Reset è l’album che 20 anni fa ha consacrato i Negrita, ma anche un consiglio per chi andrà ad ascoltare “La Teatrale”, il loro tour: mettete da parte le sfumature dei riff, gli assoloni old school, l’incedere incalzante della sezione ritmica e Pau che si dimena dall’alto dei suoi 52 anni e un fisico da grande performer anche se “… questo gin tonic sa di birra”. Invece, col cappello e gli occhiali per darsi un tono, il leader della band aretina non ce la fa fino alla fine a star seduto su quella sedia. Semplicemente perchè ieri sera il Teatro Impero di Marsala – non tutto pieno ma comunque esplosivo – a metà live si è trasformato in un club, in una dimensione assolutamente insolita per una platea tutta in piedi a ballare e cantare i successi della carriera dei Negrita.

I suoni unplugged e le luci calde, hanno reso l’atmosfera intima, romantica, facendo rivivere a molti la propria adolescenza rock, ribelle e appassionata. C’era da scommetterci che Pau, Drigo e compagni iniziassero con “Ho imparato a sognare”, per permettere allo spettatore di abituarsi ai brani completamente riarrangiati e in alcuni casi stravolti, come avvenuto con la country-blues “Cambio”, un rischio da correre, o con le più dilatate “Mamma maè” (col finale beatlesiano di “While My Guitar Gently Weeps”) e “Hollywood”.

foto di Katia Lo Cascio

La band invece – e anche chi li ha ascoltati non facendo mancare tutto il calore negli applausi – si è ritrovata a suo agio, in questa nuova veste, in canzoni come “Greta”, “Che rumore fa la felicità”, “Provo a difendermi”, “Non torneranno più”, potendo dare un senso tangibile al nuovo percorso, alla fase 2 dei Negrita, quella che li ha portati a cambiare pelle e a partire in giro per il mondo in cerca di nuove contaminazioni, sonorità, verso il sud degli States, dove è facile assaporare, toccare, cogliere nuove prospettive, dove è naturale, possiamo dire, lasciarsi “corrompere” dal sound latino, tribale, sensuale che si insinua sottopelle. Sono nate così “Rotolando verso Sud” e “Malavida en Bs. As.”, il dolce “inferno” in cui i Negrita sono scesi, nell’ultimo periodo della loro carriera, abbandonando indubbiamente i sogni del ragazzino di periferia, di quel “sei uguale a me in ogni atomo”, di quel “Paradiso per illusi”, ma ritrovando una necessità nuova di scrittura e di suoni.

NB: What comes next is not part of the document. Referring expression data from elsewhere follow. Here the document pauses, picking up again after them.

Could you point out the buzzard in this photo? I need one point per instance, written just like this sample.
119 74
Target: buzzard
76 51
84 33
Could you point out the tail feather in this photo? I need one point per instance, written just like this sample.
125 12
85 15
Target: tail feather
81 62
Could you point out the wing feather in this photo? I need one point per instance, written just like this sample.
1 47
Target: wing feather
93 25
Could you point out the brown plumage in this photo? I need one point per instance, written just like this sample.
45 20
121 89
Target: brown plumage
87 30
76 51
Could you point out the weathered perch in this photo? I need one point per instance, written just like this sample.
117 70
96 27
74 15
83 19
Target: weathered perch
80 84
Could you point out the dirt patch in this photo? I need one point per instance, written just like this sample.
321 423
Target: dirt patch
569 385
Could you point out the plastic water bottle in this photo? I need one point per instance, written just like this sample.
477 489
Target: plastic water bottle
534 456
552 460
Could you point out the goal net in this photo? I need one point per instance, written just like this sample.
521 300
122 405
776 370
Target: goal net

E di fronte al bisogno di comunicare col pubblico che in 30 anni ovviamente è cambiato – qualcuno è andato perso per le strade del Messico, qualche altro l’avranno raccolto in autostop -, come loro stessi cantano, “Tra un amico che perdo e un amico che avrò, che se cado una volta, una volta cadrò e da terra, da lì m’alzerò….”.